Bundling a story into a distributed APK? Heaven help us! You’re talking about undoing ALL of the benefits of the traditional interpreter/story file separation.
Oh, well. It failed to catch on when they were doing it with Windows EXE files. Hopefully this idea dies quickly.

You don’t always want separation.

If you want to publish your story as a product, you’re going to need it bundled all in one, regardless of how it works internally.

I clearly don’t understand your point. There are thousands of interactive fiction stories being published on Google Play, Apple iTunes, Valve Steam, etc this way. It’s a topic of conversation (how-to) on these forums years before I came along in 2016. In fact, that’s exactly how Zork and classic IF is distributed - binary interpreter + binary data files in one “application” set of files. Putting a gblorb file inside of an APK in the assets directory is no different than putting a JPEG or GIF file or audio file or any other data file. It doesn’t even encrypt it, you can use unzip to extract the story right out of the APK. An APK is literally just another name for .zip file. The app is entirely self-contained, never accesses the Internet, and can play offline - such as in airplane mode.

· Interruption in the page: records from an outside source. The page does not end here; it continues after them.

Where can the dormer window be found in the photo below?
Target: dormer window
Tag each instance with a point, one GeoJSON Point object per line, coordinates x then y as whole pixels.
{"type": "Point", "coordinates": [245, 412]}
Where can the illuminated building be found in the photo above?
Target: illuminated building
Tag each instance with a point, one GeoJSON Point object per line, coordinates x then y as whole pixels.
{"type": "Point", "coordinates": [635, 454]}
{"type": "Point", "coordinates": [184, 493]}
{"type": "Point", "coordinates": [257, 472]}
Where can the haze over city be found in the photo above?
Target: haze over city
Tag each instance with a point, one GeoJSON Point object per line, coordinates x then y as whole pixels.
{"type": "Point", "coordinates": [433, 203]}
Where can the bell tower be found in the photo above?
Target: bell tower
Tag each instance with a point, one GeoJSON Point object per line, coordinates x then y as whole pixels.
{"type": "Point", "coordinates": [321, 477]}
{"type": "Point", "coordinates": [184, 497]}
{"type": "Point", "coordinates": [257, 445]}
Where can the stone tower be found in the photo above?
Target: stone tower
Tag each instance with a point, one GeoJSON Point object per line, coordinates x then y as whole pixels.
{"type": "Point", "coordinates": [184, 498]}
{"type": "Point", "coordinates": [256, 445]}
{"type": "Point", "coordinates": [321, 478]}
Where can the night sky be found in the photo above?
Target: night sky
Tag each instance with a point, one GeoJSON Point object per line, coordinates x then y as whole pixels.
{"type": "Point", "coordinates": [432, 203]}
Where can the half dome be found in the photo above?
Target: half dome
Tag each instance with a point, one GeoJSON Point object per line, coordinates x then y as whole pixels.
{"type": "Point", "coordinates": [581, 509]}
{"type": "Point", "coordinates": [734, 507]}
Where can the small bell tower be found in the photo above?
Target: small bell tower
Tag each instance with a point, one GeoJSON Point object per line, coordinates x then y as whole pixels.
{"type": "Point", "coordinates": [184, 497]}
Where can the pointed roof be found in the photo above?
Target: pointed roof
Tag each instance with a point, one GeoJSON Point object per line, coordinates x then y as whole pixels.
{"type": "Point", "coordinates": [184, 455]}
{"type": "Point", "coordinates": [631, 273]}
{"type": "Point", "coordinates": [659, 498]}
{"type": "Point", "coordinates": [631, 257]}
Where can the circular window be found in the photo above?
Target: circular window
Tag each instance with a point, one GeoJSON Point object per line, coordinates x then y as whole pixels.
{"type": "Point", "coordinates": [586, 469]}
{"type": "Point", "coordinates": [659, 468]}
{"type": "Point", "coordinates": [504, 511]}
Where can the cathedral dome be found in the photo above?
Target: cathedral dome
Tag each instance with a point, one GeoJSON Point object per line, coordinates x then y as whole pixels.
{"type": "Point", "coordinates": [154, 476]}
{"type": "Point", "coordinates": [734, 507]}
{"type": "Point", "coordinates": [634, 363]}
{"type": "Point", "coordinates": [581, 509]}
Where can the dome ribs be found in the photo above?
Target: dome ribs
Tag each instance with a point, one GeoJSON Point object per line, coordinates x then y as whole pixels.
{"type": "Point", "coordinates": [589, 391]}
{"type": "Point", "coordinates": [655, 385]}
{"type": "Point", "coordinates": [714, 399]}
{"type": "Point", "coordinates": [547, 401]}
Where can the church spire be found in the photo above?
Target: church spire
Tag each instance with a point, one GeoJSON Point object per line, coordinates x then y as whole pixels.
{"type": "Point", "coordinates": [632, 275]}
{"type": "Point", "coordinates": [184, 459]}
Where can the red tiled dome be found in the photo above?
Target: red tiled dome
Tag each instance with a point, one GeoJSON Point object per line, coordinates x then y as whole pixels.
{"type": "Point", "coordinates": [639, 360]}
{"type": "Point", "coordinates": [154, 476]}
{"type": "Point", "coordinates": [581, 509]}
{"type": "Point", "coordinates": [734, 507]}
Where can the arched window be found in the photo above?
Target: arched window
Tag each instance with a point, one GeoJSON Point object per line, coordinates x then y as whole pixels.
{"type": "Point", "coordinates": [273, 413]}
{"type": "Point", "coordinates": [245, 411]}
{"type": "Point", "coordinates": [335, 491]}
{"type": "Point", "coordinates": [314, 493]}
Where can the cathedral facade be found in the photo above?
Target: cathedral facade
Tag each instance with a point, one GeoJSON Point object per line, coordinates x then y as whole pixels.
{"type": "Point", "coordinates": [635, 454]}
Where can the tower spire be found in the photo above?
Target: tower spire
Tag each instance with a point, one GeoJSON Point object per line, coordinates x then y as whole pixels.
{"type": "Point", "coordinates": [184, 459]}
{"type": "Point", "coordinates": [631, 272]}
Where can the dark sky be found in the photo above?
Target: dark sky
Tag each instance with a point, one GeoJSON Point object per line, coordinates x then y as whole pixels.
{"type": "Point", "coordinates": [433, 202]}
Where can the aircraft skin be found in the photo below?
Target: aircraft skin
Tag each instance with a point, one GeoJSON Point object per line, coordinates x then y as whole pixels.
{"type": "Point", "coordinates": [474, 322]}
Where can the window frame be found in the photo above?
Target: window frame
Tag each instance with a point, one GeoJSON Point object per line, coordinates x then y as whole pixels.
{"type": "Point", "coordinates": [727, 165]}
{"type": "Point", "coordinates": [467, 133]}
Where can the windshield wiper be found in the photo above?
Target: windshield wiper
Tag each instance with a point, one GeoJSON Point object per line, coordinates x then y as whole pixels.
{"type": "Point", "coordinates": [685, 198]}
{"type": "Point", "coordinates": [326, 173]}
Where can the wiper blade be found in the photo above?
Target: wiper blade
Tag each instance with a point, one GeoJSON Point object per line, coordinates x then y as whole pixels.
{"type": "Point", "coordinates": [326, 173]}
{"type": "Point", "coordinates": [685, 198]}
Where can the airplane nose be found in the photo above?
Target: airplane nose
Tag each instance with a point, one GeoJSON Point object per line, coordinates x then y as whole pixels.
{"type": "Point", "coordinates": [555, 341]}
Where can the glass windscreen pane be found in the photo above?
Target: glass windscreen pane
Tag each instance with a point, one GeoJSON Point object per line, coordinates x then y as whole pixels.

Doesn’t the Inform 7 IDE essentially do the same thing to create a bundle of the story data file + Quixe?

The Inform 7 IDE actually releases a base-64-encoded version of the game file, so it’s a bit of trouble to extract the original.

But yes, the entirety of the IF renaissance of the past several years has been about packaging up game files. Nobody has to see that “traditional interpreter/story file separation” unless they really, really want to.

Posted on GitHub just now: In addition to Glulxe CMake file, there is now a git checkout script and CMake file for Git, Magnetic, and Level9 interpreters.